The system recommende­d providing an initial $20 million for an equity investment in GTLA Holdings Limited Partnershi­p, which owns GTL Americas LP. The natural gas to liquids — or GTL — plant will convert natural gas to refined fuels such as diesel. That process is expected to account for 70 percent of the plant’s output, according to an agenda for Wednesday’s meeting.

Other products that will be produced from the natural gas conversion process include naphtha, which is used for chemical and plastic manufactur­ing; and electricit­y, which is generated from steam created when equipment housing the chemical reactions is cooled.

The committee, meeting by phone, agreed to keep another $10 million in reserve for potential add-on investment­s.

An investment of $30 million is small compared with the total cost of $3.5 billion for the project. If the plant is built, it will be the largest project ever in the state. Big River Steel, a steel plant near Osceola, is the largest project at $1.3 billion.

George Hopkins, executive director of the retirement system, expects that guarantees raised from the European Union and Asian government­s should be between $600 million and $900 million.

“This project, based on its position, the companies behind it, the technology behind

it, the general contractor behind it, means this debt probably will be oversubscr­ibed,” Hopkins told the committee Wednesday. “The technology works. It’s already working.”
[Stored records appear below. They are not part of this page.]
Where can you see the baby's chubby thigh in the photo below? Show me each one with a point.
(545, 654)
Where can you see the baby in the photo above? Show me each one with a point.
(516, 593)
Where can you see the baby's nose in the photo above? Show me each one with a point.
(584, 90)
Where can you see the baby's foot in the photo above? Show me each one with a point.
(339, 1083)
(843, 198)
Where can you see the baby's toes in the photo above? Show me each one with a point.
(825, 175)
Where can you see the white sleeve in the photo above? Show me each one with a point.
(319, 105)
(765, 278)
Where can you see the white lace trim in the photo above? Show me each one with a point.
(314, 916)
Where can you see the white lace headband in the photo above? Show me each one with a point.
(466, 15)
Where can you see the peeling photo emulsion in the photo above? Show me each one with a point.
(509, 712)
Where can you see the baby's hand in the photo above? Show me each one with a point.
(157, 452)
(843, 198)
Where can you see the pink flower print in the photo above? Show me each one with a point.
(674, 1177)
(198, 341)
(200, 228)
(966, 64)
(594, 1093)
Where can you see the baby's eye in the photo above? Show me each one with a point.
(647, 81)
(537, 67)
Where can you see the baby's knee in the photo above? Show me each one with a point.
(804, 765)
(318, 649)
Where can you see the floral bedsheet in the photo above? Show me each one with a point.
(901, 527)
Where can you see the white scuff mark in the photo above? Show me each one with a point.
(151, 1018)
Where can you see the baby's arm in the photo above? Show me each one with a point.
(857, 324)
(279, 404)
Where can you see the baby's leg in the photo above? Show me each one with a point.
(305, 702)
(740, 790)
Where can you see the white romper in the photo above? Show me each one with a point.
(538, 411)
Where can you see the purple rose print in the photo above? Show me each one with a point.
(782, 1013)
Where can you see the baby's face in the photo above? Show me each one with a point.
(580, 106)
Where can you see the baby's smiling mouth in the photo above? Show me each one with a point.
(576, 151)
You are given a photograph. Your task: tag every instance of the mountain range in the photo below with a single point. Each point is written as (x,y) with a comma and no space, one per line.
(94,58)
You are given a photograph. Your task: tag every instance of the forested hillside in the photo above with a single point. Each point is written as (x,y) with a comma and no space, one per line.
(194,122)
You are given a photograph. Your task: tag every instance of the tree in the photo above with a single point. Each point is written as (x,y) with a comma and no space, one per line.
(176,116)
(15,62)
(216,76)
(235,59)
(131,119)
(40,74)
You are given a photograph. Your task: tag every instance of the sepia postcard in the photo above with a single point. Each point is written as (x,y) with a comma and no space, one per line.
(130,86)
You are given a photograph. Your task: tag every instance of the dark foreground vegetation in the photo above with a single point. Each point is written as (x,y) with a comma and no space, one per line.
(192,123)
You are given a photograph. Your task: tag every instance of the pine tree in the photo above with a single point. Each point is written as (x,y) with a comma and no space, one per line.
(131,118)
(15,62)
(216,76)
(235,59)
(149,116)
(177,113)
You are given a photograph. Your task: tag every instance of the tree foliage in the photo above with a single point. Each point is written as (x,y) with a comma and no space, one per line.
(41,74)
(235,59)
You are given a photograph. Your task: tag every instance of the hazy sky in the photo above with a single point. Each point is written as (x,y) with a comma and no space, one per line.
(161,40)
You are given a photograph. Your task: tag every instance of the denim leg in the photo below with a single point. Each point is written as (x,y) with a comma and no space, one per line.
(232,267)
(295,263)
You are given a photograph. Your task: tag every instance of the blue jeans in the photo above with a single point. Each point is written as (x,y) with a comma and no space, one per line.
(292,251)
At the height of constructi­on there will be about 2,500 workers at the plant site, Hopkins said. Constructi­on should take 30-36 months, Hopkins said.

There should be about 250 full- time employees when the plant is operationa­l, with an average annual salary of about $75,000, Hopkins said.
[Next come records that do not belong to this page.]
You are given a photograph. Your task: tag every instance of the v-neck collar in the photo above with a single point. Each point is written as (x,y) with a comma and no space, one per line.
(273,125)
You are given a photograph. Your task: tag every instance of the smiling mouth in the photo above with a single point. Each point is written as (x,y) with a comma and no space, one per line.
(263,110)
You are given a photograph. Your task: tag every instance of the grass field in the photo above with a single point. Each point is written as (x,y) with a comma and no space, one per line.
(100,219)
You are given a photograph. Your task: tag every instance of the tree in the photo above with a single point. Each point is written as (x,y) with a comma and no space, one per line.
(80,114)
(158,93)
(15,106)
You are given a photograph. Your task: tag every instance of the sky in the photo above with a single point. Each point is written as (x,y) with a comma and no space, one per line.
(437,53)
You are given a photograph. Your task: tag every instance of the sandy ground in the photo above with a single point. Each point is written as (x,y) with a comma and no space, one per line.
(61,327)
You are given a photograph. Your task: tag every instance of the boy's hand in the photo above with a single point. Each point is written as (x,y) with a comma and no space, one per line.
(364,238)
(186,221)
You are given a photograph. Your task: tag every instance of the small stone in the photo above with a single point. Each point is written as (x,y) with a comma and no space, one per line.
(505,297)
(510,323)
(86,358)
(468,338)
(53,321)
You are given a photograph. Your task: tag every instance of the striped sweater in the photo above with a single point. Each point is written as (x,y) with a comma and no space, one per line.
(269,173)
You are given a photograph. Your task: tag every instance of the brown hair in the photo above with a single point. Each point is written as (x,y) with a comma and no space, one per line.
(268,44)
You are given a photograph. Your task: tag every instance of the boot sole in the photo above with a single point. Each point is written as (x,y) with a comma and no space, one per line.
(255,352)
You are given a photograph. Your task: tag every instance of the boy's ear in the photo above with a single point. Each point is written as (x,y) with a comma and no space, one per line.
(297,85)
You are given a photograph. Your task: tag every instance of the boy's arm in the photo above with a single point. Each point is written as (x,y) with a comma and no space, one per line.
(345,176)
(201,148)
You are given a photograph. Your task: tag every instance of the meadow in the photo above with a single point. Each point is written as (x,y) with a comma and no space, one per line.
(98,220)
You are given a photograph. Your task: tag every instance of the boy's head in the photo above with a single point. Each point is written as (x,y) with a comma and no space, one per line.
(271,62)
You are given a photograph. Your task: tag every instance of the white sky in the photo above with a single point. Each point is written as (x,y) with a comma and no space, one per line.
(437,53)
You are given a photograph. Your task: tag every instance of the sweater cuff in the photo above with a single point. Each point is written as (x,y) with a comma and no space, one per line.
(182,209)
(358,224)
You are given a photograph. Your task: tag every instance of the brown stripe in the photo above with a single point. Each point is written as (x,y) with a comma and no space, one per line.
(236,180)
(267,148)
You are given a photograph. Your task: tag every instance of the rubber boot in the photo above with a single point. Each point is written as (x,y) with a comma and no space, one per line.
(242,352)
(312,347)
The retirement system has followed the project for several years, the agenda for the meeting said. It has worked for the past several months to analyze a possible investment in the project.

Simmons Bank was hired to perform due diligence on GTLA Holdings. Simmons and the retirement system’s staff together recommende­d the investment­s.

The project was first recognized in February 2016 when a firm known as Energy Security Partners LLC said that Pine Bluff was a potential location for the plant.

In September that year, Energy Security Partners announced that it would invest at least $3.5 billion to build a plant near Pine Bluff to convert natural gas into liquid.

Energy Security Partners said the mill would create about 1,300 jobs but acknowledg­ed the openings wouldn’t be filled until late 2021 or 2022.

“It’s a great looking project, the rate of return and everything,” Sean Barron of Simmons Bank and who helped with the research, said after the meeting. “It’s just a matter of raising the financing and keeping the oil to natural gas spread hot.”

The reason the project has moved so slowly, Barron said, is because oil prices had dropped.

“Now they’re back up to where the spread is more attractive,” he said.